2. INSERT-RNN-LAYER (Inserts a LSTM. Comparing the performance of GRU and LSTM in our experiment, we decided to use LSTM here.)
3. REMOVE-RNN-LAYER
4. INSERT-ATTENTION-LAYER(Inserts a attention layer.)
5. REMOVE-ATTENTION-LAYER
6. ADD-SKIP (Identity between random layers).
7. REMOVE-SKIP (Removes random skip).

![ga-squad-logo](./ga_squad.png)

## New version
Also we have another version which time cost is less and performance is better. We will release soon.

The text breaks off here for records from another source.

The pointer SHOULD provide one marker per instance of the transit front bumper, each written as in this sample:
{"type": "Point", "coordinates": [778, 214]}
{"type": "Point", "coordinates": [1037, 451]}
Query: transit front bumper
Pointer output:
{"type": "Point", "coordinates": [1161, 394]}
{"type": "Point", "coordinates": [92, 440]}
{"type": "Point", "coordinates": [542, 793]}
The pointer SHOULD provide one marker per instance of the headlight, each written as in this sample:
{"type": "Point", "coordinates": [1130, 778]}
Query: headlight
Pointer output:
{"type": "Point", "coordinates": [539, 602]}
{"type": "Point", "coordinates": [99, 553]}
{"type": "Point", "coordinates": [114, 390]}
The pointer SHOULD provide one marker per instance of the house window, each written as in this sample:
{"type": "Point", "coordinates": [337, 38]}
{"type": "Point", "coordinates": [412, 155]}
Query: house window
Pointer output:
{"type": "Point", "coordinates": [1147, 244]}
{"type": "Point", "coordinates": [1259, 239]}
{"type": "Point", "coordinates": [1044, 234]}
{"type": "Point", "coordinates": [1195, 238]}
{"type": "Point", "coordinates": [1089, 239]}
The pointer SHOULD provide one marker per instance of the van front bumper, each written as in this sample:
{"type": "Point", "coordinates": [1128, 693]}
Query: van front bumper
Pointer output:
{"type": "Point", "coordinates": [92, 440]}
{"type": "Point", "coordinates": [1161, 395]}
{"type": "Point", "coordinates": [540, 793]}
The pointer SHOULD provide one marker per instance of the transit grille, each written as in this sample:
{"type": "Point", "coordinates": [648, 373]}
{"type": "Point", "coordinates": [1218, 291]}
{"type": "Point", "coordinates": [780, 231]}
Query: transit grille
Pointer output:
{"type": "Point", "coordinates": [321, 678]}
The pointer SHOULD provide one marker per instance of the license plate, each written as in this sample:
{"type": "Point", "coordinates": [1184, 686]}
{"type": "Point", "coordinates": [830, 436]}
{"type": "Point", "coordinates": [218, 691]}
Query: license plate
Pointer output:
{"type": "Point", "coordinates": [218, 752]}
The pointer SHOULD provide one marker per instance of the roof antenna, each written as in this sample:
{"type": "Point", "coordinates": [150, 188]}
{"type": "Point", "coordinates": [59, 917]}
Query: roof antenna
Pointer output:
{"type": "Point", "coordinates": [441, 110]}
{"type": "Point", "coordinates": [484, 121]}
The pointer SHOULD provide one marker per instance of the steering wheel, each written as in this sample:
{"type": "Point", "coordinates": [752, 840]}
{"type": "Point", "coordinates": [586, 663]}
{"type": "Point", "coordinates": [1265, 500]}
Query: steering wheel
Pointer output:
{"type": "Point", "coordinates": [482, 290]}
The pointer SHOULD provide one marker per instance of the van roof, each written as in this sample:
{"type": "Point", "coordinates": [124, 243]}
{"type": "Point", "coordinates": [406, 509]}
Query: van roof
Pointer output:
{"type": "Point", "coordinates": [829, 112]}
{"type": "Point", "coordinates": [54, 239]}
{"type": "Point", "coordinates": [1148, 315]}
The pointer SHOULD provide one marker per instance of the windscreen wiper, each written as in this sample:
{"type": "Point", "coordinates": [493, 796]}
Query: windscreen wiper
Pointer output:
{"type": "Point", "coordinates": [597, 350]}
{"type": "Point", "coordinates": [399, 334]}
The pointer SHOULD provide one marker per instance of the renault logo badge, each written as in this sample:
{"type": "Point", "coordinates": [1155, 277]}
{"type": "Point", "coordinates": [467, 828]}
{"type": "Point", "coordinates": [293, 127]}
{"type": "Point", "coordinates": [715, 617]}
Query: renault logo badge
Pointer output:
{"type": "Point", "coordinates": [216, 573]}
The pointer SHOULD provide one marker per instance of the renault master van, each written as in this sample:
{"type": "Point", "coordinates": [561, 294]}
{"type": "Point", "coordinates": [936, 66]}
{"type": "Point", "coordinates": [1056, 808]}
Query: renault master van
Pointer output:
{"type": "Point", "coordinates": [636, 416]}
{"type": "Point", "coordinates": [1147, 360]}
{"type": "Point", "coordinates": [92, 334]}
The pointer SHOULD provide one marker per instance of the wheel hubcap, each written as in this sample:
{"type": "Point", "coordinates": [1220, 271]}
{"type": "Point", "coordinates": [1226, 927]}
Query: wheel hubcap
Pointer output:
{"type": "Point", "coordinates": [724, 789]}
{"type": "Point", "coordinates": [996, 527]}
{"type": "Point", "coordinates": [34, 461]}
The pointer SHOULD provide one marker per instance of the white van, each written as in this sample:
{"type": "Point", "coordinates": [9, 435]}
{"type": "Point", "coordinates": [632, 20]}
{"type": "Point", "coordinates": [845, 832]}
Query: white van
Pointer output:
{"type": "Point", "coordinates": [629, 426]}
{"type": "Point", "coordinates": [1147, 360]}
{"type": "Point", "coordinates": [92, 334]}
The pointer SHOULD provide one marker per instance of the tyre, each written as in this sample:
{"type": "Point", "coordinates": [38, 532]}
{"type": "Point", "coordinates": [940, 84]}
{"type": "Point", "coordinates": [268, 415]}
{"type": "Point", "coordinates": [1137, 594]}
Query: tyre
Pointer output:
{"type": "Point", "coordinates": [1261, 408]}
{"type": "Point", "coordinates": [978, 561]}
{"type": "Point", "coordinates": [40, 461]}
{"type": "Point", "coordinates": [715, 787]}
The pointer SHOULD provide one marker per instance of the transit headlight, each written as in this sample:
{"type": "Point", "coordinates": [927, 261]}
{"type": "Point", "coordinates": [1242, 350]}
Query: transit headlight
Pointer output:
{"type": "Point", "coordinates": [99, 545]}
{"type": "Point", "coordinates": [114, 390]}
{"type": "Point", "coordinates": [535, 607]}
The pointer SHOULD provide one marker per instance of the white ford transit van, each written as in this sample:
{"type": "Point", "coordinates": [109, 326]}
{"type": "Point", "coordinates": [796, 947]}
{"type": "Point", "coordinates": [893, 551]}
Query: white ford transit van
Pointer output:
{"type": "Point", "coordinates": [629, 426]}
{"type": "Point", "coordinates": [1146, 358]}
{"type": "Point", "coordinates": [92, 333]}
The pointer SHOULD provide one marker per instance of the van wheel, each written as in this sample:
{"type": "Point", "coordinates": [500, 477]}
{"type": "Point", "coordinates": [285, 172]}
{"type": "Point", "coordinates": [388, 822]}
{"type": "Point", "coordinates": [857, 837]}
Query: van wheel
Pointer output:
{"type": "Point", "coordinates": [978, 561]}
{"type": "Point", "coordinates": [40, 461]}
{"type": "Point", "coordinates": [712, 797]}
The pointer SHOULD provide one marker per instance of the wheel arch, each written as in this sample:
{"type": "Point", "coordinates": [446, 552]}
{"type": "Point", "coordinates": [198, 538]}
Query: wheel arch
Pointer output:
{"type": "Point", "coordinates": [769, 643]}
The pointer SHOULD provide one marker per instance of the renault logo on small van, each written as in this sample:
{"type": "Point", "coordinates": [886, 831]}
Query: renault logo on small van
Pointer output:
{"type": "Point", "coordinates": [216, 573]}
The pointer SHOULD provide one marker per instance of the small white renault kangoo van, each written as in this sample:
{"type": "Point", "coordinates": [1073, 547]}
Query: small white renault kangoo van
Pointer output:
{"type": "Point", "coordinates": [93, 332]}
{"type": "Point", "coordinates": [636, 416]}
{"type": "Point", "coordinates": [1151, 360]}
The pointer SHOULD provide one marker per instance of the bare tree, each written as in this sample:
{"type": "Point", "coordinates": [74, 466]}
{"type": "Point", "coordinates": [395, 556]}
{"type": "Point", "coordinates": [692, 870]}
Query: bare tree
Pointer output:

# How to run this example?

## Use downloading script to download data

Execute the following command to download needed files
using the downloading script:

```
chmod +x ./download.sh
./download.sh
```

## Download manually

1. download "dev-v1.1.json" and "train-v1.1.json" in https://rajpurkar.github.io/SQuAD-explorer/

```
wget https://rajpurkar.github.io/SQuAD-explorer/dataset/train-v1.1.json
wget https://rajpurkar.github.io/SQuAD-explorer/dataset/dev-v1.1.json
```

2. download "glove.840B.300d.txt" in https://nlp.stanford.edu/projects/glove/

```
wget http://nlp.stanford.edu/data/glove.840B.300d.zip
unzip glove.840B.300d.zip
```

# submit this job
```
nnictl create --config ~/nni/examples/trials/ga_squad/config.yaml
```

# Techinal details about the trial

## Model configuration format

Here is an example of the model configuration, which is passed from the tuner to the trial in the architecture search procedure.

```
{
    "max_layer_num": 50,
    "layers": [
        {
            "input_size": 0,
            "type": 3,
            "output_size": 1,
            "input": [],
            "size": "x",
            "output": [4, 5],
            "is_delete": false
        },
        {
            "input_size": 0,
            "type": 3,
            "output_size": 1,
            "input": [],
            "size": "y",
            "output": [4, 5],
            "is_delete": false
        },
        {
            "input_size": 1,
            "type": 4,
            "output_size": 0,
            "input": [6],
            "size": "x",
            "output": [],
            "is_delete": false
        },
        {
            "input_size": 1,
            "type": 4,
            "output_size": 0,
            "input": [5],
            "size": "y",
            "output": [],
            "is_delete": false
        },
        {"Comment": "More layers will be here for actual graphs."}
    ]
}
```

Every model configuration will has a "layers" section, which is a JSON list of layer definitions. The definition of each layer is also a JSON object, where:

 * "type" is the type of the layer. 0, 1, 2, 3, 4 corresponde to attention, self-attention, RNN, input and output layer respectively.
 * "size" is the length of the output. "x", "y" corresponde to document length / question length, respectively.
 * "input_size" is the number of inputs the layer has.
 * "input" is the indices of layers taken as input of this layer.
 * "output" is the indices of layers use this layer's output as their input.